この「小犬」が、筆者の台湾行終盤で水を差した経緯はこうだ。

そもそもは5日7時45分高雄発成田行きのチャイナエア(CI)を予約していた。台風の発生は知っていたが、3日午前になると台湾メディア「UDN」がこう報じた

台風14号「小犬」が台湾を直撃する可能性がある。カテゴリー7の暴風域の半径は拡大を続けており、気象庁は明日(4日)早朝に南東部の陸地に影響を与えると予想している。台湾全土をカバーする警報が正午ごろ発令される見込みで、早ければ11時半、陸上警察を配備する。

TVニュースも「小犬」が5日早朝に高雄を直撃するといっている。4日に変更したいが、英語も中国語もダメな筆者が、身振り手振りの効かない電話でややこしい交渉をするのはまず無理。そこで3日昼、日本語の堪能な知人に事情を話して手続きを依頼した。

直ぐに13時30分まで休憩時間との一報。1時間後に二報が入り、CIの高雄事務所は何度架けても電話中なので、他に事務所に架けたらようやく繋がった。4日朝の高雄発は満席だが、桃園発16時20分に空席があり、変更料1620元が掛かるがどうするかと聞く。

桃園は高雄から300kmも北だし、4日16時過ぎ大丈夫だろう。「それに変更して下さい」といってLINE電話を切る。データが抜かれるだかんだといっても、LINEは重宝この上ない。

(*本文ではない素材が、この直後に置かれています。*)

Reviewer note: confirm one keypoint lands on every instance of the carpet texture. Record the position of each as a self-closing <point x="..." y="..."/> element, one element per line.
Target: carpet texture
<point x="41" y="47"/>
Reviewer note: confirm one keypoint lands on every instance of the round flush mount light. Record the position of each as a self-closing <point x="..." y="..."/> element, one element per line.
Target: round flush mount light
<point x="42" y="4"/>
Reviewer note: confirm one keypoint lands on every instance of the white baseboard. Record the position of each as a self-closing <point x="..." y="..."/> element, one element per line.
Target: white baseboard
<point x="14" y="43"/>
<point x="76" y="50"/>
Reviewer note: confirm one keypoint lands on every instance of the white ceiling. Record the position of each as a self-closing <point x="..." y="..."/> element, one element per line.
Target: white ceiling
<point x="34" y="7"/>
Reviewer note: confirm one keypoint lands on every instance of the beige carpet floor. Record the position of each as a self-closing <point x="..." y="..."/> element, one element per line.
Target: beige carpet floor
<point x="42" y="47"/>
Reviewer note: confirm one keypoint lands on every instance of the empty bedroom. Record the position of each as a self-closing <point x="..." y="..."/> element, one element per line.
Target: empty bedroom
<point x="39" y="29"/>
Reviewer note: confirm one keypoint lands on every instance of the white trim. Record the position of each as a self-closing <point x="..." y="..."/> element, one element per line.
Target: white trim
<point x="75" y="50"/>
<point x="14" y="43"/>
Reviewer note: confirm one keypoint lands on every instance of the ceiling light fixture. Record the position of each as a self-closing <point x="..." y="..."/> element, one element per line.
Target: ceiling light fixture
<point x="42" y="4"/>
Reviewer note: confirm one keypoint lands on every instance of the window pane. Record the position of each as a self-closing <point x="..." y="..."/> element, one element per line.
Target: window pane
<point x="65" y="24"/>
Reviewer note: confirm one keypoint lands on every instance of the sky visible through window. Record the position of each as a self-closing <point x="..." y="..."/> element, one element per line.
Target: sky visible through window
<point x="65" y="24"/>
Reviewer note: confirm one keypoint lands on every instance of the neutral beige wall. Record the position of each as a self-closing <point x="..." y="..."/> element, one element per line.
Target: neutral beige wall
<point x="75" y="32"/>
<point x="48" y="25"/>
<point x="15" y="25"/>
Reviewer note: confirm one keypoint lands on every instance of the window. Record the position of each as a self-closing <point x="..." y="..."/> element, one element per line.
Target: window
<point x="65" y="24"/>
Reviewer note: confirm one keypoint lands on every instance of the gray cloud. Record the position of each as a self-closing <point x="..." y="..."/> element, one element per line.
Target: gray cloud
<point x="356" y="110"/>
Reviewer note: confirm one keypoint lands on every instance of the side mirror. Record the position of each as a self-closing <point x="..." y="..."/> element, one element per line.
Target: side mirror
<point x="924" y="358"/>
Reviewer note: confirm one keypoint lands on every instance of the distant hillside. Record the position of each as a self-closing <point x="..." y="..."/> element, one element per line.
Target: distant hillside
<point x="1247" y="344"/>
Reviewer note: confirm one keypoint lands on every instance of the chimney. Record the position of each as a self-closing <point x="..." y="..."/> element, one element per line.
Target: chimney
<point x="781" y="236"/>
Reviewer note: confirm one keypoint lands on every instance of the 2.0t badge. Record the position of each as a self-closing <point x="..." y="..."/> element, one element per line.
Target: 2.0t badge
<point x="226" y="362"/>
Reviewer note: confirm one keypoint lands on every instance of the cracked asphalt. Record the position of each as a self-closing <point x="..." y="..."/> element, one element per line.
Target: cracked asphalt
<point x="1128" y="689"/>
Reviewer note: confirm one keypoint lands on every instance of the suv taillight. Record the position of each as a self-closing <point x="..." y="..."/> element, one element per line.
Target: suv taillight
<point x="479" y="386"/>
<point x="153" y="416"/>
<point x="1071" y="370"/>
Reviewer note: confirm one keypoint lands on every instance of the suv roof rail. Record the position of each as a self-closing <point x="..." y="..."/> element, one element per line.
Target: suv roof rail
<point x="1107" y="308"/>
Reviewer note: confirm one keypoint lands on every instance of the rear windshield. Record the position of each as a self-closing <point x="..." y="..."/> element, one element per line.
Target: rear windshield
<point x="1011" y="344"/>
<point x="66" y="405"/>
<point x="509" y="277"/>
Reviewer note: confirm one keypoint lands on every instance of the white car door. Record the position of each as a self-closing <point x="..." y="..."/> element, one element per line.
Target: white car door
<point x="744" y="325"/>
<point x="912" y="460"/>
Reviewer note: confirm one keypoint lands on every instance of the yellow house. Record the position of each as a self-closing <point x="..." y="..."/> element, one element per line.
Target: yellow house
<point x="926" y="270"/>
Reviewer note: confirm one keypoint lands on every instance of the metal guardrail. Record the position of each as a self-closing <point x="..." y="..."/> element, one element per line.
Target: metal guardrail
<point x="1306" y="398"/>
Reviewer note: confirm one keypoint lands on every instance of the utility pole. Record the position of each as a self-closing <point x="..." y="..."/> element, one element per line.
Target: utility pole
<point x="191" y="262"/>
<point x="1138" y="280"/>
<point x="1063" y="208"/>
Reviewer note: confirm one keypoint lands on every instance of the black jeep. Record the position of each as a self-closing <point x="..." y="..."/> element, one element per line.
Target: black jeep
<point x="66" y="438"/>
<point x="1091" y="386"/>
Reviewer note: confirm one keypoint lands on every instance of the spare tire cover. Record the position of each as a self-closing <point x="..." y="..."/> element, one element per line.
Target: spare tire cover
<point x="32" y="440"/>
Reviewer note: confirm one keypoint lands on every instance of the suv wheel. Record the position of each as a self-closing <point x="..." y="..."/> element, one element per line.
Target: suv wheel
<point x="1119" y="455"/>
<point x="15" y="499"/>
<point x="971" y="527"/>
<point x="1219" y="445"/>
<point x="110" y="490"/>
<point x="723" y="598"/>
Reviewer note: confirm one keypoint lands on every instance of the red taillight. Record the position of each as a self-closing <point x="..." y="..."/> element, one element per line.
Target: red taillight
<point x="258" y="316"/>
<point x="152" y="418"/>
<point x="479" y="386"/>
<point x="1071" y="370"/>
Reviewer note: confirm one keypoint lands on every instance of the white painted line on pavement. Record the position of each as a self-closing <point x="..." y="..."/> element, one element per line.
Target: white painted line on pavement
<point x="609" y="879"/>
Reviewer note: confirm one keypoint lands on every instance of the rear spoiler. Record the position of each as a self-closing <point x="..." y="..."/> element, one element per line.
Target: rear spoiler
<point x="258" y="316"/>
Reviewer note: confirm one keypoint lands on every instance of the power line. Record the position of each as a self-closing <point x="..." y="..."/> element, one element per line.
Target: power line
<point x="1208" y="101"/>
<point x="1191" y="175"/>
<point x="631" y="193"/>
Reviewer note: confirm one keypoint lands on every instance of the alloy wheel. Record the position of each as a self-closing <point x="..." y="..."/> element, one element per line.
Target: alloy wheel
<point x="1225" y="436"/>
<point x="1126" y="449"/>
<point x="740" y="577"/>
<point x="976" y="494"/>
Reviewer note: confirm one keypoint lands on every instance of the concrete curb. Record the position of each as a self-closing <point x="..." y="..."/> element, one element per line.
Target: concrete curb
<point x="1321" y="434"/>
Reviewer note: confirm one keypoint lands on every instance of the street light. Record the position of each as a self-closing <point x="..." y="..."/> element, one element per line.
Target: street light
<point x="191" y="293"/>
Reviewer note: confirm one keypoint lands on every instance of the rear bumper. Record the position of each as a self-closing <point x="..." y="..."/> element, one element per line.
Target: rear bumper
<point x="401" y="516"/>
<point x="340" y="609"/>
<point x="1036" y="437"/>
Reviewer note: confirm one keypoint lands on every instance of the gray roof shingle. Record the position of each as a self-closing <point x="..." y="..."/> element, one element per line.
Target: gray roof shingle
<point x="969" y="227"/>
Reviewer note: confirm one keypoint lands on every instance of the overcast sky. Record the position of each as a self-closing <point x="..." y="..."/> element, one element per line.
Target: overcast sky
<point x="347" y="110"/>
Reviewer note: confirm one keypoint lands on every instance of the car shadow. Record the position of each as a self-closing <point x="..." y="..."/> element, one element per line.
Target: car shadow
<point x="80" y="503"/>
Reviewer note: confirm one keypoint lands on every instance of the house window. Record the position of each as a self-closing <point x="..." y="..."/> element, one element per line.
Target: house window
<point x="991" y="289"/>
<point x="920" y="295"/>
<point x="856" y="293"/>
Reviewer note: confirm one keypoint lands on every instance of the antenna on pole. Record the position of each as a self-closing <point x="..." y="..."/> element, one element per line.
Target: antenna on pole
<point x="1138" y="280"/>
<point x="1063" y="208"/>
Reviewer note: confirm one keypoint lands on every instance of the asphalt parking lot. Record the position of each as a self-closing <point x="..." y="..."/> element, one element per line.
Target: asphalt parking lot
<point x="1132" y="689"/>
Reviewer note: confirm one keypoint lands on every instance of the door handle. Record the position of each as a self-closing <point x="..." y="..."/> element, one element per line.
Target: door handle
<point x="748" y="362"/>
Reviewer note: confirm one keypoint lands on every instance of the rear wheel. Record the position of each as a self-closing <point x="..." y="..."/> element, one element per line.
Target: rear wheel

翌4日、朝からパックした荷物と共にタクシーで高鉄左営駅に向かう。桃園までのチケット購入(1330元)も、2日の台北行で経験済なので順調。10時55分の南港行自由席に座ったのが5分前、ふと掲示板を眺めると新竹の次が板橋で桃園が出ない。まさか桃園に停まらない!?

空港駅のある桃園には停まると思い込んでいた。改札に上り、駅員に切符を見せながら「タオェン」と叫ぶ。彼女が指さす先には11時発南港行の表示。急いで乗り込むなり、列車はスーッと動き出す。間一髪だった。車内販売のズーロー(猪:豚肉)弁当100元とコーヒー50元で腹を満たす。

13時30分に高鉄桃園駅に着き、MRT高鉄桃園駅から桃園第2ターミナルまで25元の切符を買う。空港に着いてチェックインを済ませ、搭乗時間まで2時間近くあるが、搭乗ゲート「B8」に向かう。しかし遠い。1.5時間経ったが余りに人が少ないので掲示を見ると、何と18時のマニラ行とある。

慌ててチケットをみるとゲートは「A8」。考えてみればフラッグキャリアCIの成田行は看板便、ゲートがこんなに遠いはずがなかった。戻り道の遠いこと、往きの比でなかったがこれも自業自得。斯くてようやく機上の人となり、後は離陸を待つだけと相成った。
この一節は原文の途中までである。